Yes, probably a mech seeing as the grandmother had to go find the battery. I would think there'd be nothing to find if it was a vape pen battery. But without detail we can only speculate.

Still a very sad thing to have happen.

Reactions: Like 2 | Agree 2


----------



## Room Fogger (5/2/19)

What next, rewrapped 4 battery’s this weekend, rather safe than sorry. Especially carefull of the 21700, think they may lift you off the floor. And I build high.

Reactions: Like 2 | Funny 1


----------



## Crazyj (5/2/19)

My wife sent me photo's of this incident.I've been trying so hard to convince her that vaping is not that dangerous...well this put me back a few Stepps.

Reactions: Like 1


----------



## Adephi (5/2/19)

Looking at the other articles from the front page I won't rate that site as very newsworthy. It's more gossip and sensationalism than anything else.

Reactions: Like 2


----------



## BubiSparks (6/2/19)

This story made it onto Cape Talk this morning.

Mechs should just be banned! The bad publicity vaping gets from these incidents is just not worth it...

Reactions: Like 1 | Agree 1 | Thanks 1 | Dislike 2


----------



## Christos (6/2/19)

BubiSparks said:


> This story made it onto Cape Talk this morning.
> 
> Mechs should just be banned! The bad publicity vaping gets from these incidents is just not worth it...


What about all of us ballies that mainly use mechs?

Reactions: Like 2 | Agree 8 | Funny 1


----------



## CMMACKEM (6/2/19)

BubiSparks said:


> This story made it onto Cape Talk this morning.
> 
> Mechs should just be banned! The bad publicity vaping gets from these incidents is just not worth it...



I dont think so, I just think stores should take precautions and make sure users are capable and experienced enough to use them.

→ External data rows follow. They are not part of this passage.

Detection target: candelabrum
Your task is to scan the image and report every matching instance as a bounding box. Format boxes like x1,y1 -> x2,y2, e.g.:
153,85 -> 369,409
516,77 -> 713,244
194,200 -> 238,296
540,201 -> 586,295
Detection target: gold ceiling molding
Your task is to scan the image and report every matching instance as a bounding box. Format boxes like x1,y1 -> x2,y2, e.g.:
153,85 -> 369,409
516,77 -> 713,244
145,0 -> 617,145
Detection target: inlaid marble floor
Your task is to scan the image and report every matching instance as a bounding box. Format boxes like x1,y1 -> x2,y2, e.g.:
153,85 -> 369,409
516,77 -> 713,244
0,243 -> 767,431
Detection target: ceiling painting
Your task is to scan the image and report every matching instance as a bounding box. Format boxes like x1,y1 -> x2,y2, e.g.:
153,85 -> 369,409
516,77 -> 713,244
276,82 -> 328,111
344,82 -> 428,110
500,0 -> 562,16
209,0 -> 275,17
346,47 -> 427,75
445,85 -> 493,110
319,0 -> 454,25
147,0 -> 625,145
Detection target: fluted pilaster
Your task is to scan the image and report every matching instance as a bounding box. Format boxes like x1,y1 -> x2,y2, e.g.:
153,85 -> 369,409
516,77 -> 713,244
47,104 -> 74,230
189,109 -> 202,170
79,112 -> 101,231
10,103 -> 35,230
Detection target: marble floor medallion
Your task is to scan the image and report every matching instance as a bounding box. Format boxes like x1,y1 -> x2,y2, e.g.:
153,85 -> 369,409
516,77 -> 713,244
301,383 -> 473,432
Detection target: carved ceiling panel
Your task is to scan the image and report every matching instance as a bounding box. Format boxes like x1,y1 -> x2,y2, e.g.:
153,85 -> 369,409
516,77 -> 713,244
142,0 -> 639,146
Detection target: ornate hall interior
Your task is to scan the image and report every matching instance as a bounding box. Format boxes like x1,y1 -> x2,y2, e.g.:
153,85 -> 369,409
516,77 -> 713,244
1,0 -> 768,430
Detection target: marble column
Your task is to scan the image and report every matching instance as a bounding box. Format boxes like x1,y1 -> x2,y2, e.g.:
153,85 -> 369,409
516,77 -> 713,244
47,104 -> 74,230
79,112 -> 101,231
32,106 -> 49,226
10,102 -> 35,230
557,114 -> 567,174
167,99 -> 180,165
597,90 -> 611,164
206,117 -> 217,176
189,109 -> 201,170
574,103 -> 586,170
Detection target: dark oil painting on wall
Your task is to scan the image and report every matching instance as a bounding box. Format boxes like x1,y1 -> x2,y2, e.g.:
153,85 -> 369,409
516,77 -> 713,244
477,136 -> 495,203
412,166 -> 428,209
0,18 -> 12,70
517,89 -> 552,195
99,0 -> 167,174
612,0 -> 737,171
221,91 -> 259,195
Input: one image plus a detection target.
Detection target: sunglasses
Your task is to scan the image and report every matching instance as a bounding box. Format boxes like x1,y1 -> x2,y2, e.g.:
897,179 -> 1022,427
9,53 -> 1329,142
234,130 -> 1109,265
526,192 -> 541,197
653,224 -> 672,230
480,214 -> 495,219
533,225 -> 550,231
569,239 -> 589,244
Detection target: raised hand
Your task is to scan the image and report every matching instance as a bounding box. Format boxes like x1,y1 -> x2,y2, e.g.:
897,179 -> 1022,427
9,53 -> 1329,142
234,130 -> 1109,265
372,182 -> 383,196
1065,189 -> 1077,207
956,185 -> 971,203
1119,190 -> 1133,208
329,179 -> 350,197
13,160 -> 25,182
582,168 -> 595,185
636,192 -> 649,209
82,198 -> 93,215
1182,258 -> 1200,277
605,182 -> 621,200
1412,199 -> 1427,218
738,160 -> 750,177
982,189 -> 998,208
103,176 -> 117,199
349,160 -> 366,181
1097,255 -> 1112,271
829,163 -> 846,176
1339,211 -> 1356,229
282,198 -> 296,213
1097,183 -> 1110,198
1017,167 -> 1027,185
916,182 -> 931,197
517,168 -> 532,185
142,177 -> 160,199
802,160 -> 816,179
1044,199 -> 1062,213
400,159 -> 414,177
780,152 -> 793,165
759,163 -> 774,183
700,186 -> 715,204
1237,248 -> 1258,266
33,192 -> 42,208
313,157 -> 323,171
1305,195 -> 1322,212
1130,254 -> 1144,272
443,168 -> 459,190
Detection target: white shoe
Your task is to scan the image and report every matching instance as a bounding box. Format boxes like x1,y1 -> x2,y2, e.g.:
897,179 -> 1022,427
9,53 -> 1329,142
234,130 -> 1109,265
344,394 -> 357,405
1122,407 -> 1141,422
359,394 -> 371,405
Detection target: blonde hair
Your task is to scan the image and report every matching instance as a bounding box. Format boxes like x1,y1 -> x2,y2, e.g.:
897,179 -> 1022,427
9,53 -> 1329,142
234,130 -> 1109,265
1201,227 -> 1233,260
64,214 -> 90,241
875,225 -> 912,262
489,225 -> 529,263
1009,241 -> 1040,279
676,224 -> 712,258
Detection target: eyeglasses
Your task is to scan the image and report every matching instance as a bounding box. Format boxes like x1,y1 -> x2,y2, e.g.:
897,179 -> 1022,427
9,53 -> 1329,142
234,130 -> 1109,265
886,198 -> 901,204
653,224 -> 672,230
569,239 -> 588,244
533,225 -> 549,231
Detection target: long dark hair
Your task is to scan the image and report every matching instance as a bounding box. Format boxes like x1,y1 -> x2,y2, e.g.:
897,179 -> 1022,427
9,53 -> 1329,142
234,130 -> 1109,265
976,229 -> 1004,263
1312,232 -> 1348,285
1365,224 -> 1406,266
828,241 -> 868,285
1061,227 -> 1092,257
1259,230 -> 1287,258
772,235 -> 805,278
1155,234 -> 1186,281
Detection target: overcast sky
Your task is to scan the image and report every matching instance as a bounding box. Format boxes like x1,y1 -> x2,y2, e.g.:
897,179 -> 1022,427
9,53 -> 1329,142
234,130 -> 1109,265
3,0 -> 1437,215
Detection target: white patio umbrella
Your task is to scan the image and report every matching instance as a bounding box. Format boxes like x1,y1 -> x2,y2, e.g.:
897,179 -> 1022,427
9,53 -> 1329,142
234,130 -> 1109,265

I think it was Sir Vape who refused to sell a customer a mech due to their inexperience around a year back.

Reactions: Like 2 | Agree 3 | Winner 1


----------



## BubiSparks (6/2/19)

Driving a virtual dead short with a high energy Li-Ion cell is just a BAD idea. You need current limiting to be a LOT safer.

Look, I have a few mechs, but don't really use them, it's just too risky. With an electronic device I know my resistance, I know my cell status, I know my voltage and I know my current - it's all live on screen. Above all I know that if anything goes wrong on my build I have current limiting.

In electrical engineering we are always designing with safety in mind. Mechs have no protection whatsoever.... No certifying institute would pass such a device anywhere in the world.

I know I will get flak for my stance, and everyone has the right to use whatever type of mod they choose, but we are getting so much bad press from these incidents that mech use should just be stopped. Problem is, making your own is so simple that they will probably never dissapear completely.

Reactions: Like 4 | Agree 3


----------



## Christos (6/2/19)

BubiSparks said:


> Running a virtual dead short with a high energy Li-Ion cell is just a BAD idea. You need current limiting to be a LOT safer.
> 
> Look, I have a few mechs, but don't really use them, it's just too risky. With an electronic device I know my resistance, I know my cell status, I know my voltage and I know my current - it's all live on screen. Above all I know that if anything goes wrong on my build I have current limiting.
> 
> ...



Fair points. Mechs should not be allowed for the general public but as with generators, I know a few people that use suicide plugs e.g. below.

I didn't use this route as my wife may be required to hook the genny up and she is absent minded at the best of times!

Reactions: Like 1 | Funny 3


----------



## Silver (6/2/19)

I agree that mechs can give vaping a bad name.
All it takes is a few mistakes and injuries and the media take it and fly with it.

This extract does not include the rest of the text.